This notebook has been modified to remove sensitive data. It excludes the original dataset, the output of each cell, and some feature engineering based off of domain knowledge. The inputs are still included for the purpose of understanding our machine learning process.

In [None]:
import numpy as np
from kmodes.kmodes import KModes
import pandas as pd

Read in dataset - limit it to 1 in 20 rows so it's a manageable size for training the model.

In [None]:
skip = []
for i in range(100000000):
    if i % 20 != 0:
        skip.append(i)

In [None]:
df = pd.read_csv(r"C:\Users\hanbrolo\Documents\ntlm_2.25_to_3.4.csv", skiprows=skip)

Also read in the full dataset to assign clusters to all rows based on the model that we train.

In [None]:
full_df = pd.read_csv(r"C:\Users\hanbrolo\Documents\ntlm_2.25_to_3.4.csv")

In [None]:
df.dtypes

Based on domain knowledge, we've grouped IPs into different departments or services they represent.
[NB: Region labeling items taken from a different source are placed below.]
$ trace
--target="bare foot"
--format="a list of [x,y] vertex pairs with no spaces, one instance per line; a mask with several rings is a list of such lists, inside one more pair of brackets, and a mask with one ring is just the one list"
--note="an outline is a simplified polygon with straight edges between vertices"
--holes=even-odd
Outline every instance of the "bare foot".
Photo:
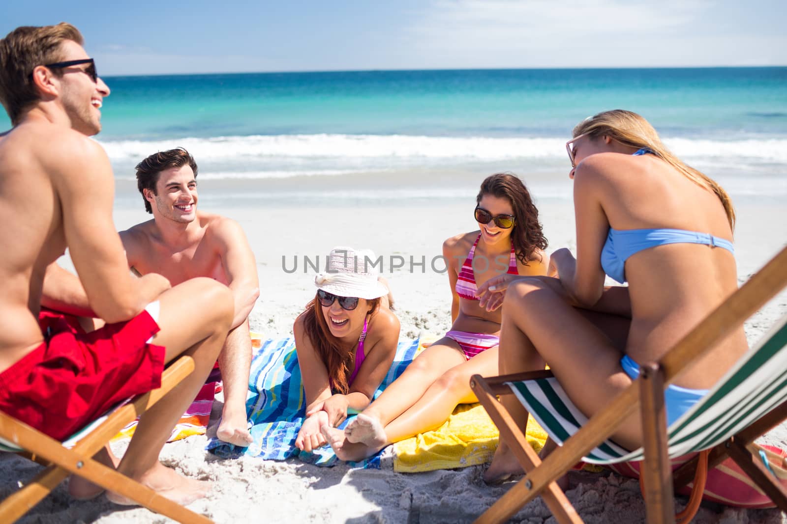
[[516,460],[514,452],[501,440],[494,452],[492,464],[484,471],[483,479],[487,484],[497,484],[512,475],[523,475],[524,472]]
[[388,441],[379,419],[359,413],[345,428],[345,436],[350,442],[360,442],[369,447],[382,448]]
[[[109,445],[94,455],[93,459],[113,469],[116,469],[118,463],[120,462],[120,460],[113,454]],[[68,479],[68,494],[77,500],[90,500],[103,493],[104,488],[87,478],[72,475]]]
[[327,423],[320,424],[320,431],[340,460],[352,460],[353,462],[363,460],[371,456],[383,447],[381,445],[378,448],[371,448],[360,442],[350,442],[345,438],[344,431],[331,427]]
[[221,423],[219,429],[216,431],[216,436],[219,440],[234,444],[241,448],[247,448],[254,442],[251,434],[249,433],[249,424],[246,420],[246,406],[242,412],[237,412],[227,408],[224,405],[224,409],[221,413]]
[[[161,462],[157,462],[156,465],[143,474],[141,478],[136,480],[159,495],[166,497],[183,506],[205,497],[211,488],[210,482],[184,477]],[[111,491],[106,492],[106,498],[111,502],[124,506],[135,506],[139,504]]]

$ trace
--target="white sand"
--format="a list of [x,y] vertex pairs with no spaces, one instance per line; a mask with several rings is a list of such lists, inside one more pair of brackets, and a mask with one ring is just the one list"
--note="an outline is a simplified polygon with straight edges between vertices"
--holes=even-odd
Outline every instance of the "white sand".
[[[209,190],[201,187],[203,194]],[[570,189],[569,189],[570,190]],[[538,192],[534,192],[538,195]],[[282,256],[292,267],[294,255],[324,254],[334,245],[370,247],[385,257],[385,274],[393,288],[402,336],[421,332],[433,335],[449,327],[449,295],[445,274],[433,273],[432,257],[441,253],[442,240],[474,226],[471,192],[466,201],[448,200],[412,203],[397,207],[379,203],[346,202],[341,205],[301,206],[286,202],[257,209],[214,209],[238,220],[257,258],[261,296],[252,316],[252,327],[266,336],[291,332],[292,321],[313,296],[313,275],[282,269]],[[734,196],[733,196],[734,197]],[[574,245],[574,218],[567,200],[540,202],[550,248]],[[787,223],[780,203],[738,202],[737,258],[741,281],[783,247]],[[203,208],[208,207],[203,205]],[[776,219],[776,217],[781,218]],[[127,227],[145,218],[139,211],[120,210],[116,225]],[[296,221],[297,220],[297,223]],[[389,257],[401,255],[408,266],[390,273]],[[409,257],[427,258],[426,273],[409,273]],[[776,318],[787,313],[787,294],[782,293],[747,323],[750,341],[756,339]],[[220,404],[214,405],[215,416]],[[787,447],[787,430],[777,428],[767,440]],[[193,437],[167,445],[165,464],[185,475],[211,479],[210,497],[191,508],[217,522],[470,522],[494,502],[511,484],[489,487],[481,480],[482,468],[468,467],[426,474],[394,473],[390,457],[383,468],[351,471],[345,466],[323,468],[301,463],[242,457],[219,459],[203,450],[205,437]],[[119,450],[120,451],[120,450]],[[39,467],[13,456],[0,456],[0,497],[15,489],[20,478],[28,478]],[[644,505],[636,481],[610,474],[572,472],[569,499],[588,522],[632,522],[644,519]],[[678,505],[681,505],[680,503]],[[537,499],[516,516],[517,522],[550,520],[549,512]],[[139,508],[120,508],[104,497],[90,502],[68,499],[59,487],[28,516],[25,522],[161,522],[167,519]],[[783,522],[777,510],[744,511],[708,505],[696,522]]]

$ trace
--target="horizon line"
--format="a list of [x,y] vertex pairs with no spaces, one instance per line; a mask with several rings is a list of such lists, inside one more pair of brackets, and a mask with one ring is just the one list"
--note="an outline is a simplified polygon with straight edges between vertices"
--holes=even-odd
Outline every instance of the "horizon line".
[[376,72],[424,72],[431,71],[604,71],[604,70],[667,70],[667,69],[779,69],[787,68],[782,65],[674,65],[655,66],[649,68],[624,67],[592,67],[592,68],[392,68],[392,69],[301,69],[281,71],[194,71],[177,73],[125,73],[102,75],[104,78],[131,76],[188,76],[207,75],[290,75],[301,73],[376,73]]

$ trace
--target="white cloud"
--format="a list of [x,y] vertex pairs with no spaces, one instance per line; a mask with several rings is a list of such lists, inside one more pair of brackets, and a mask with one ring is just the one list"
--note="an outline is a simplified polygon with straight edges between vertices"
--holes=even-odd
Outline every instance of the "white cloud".
[[124,75],[179,75],[187,73],[254,72],[281,71],[277,60],[260,56],[196,56],[166,54],[143,49],[105,49],[93,54],[106,76]]
[[785,38],[712,35],[722,31],[713,9],[704,0],[437,0],[407,34],[427,68],[787,62]]

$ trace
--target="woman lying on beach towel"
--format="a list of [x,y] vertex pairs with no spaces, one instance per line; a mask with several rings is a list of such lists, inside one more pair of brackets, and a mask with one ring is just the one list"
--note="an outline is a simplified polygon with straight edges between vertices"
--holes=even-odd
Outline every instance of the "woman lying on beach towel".
[[458,404],[476,402],[470,377],[497,374],[501,313],[478,303],[476,286],[495,275],[543,275],[546,239],[538,211],[524,185],[512,174],[484,180],[474,210],[479,229],[448,239],[453,325],[423,350],[401,376],[347,424],[323,424],[336,456],[359,460],[383,447],[443,423]]
[[[631,384],[640,363],[659,360],[737,289],[735,215],[724,190],[669,152],[639,115],[599,113],[574,129],[566,147],[576,258],[558,250],[549,262],[557,278],[502,276],[479,294],[488,310],[504,304],[501,373],[543,369],[545,361],[589,417]],[[604,273],[628,288],[605,290]],[[667,425],[746,349],[741,328],[682,373],[665,394]],[[513,395],[503,401],[524,418]],[[632,415],[612,438],[629,449],[641,445],[639,419]],[[553,449],[548,441],[541,453]],[[521,472],[518,466],[501,445],[485,478]]]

We use this engineered feature in our model training.

In [None]:
#The logic for this feature has been removed from the notebook due to its sensitive nature.

Another engineered feature - cagetorical buckets for day of week and time of day.

In [None]:
df.ts = pd.to_datetime(df.ts)
df['day_of_week'] = df.ts.dt.weekday_name
hours = {
    0: "late_night",
    1: "late_night",
    2: "early_morning",
    3: "early_morning",
    4: "early_morning",
    5: "early_morning",
    6: "morning",
    7: "morning",
    8: "morning",
    9: "morning",
    10: "afternoon",
    11: "afternoon",
    12: "afternoon",
    13: "afternoon",
    14: "evening",
    15: "evening",
    16: "evening",
    17: "evening",
    18: "night",
    19: "night",
    20: "night",
    21: "night",
    22: "late_night",
    23: "late_night"
}
df['time_of_day_bin'] =  [hours[i] for i in df.ts.dt.hour]

Feature selection

In [None]:
cols = ['domainname','status','id.resp_p','orig_ip_first','orig_ip_middle','resp_ip_first','resp_ip_middle','day_of_week','time_of_day_bin']

In [None]:
df['id.resp_p'] = df['id.resp_p'].astype(str)

Handle missing fields as their own category

In [None]:
df[cols] = df[cols].fillna("missing")

Train the model with 10 clusters. Thus number provided enough distinct examples of "normal" behavior could be like that our anomalies were meaningful. 

In [None]:
km = KModes(n_clusters=10, init='Huang', n_init=4, verbose=2)
clusters = km.fit_predict(df[cols])

Assign each record to its nearest cluster

In [None]:
df['clusters'] = clusters

View the cluster centroids to learn more about them and what our most common traffic looks like. 
These centroids represent the most common values for each of the chosen features. We'll identify the records that are the most dissimilar to these centroids in order to find anomalies.

In [None]:
km.cluster_centroids_

Define a distance measure then calculate the distance between each record and its cluster centroid.

In [None]:
def dissim_distance(a,b):
    distance = 0
    for ai, bi in zip(a,b):
        if ai != bi:
            distance += 1
    return distance

In [None]:
def get_min_dist(row):
    cluster_index = row['clusters']
    return dissim_distance(row[cols],km.cluster_centroids_[cluster_index])

In [None]:
df['min_dist'] = df.apply(lambda row: get_min_dist(row),axis=1)

Explore the records with the greatest distance from their cluster centroid (the anomalies)

In [None]:
#df_anomalies = 
df[df['min_dist'] > 6]
#df_anomalies.to_pickle("kmodes_ntlm_anomalies_9_cols_10_clusters")
#df_anomalies.to_csv("kmodes_ntlm_anomalies_9_cols_10_clusters.csv")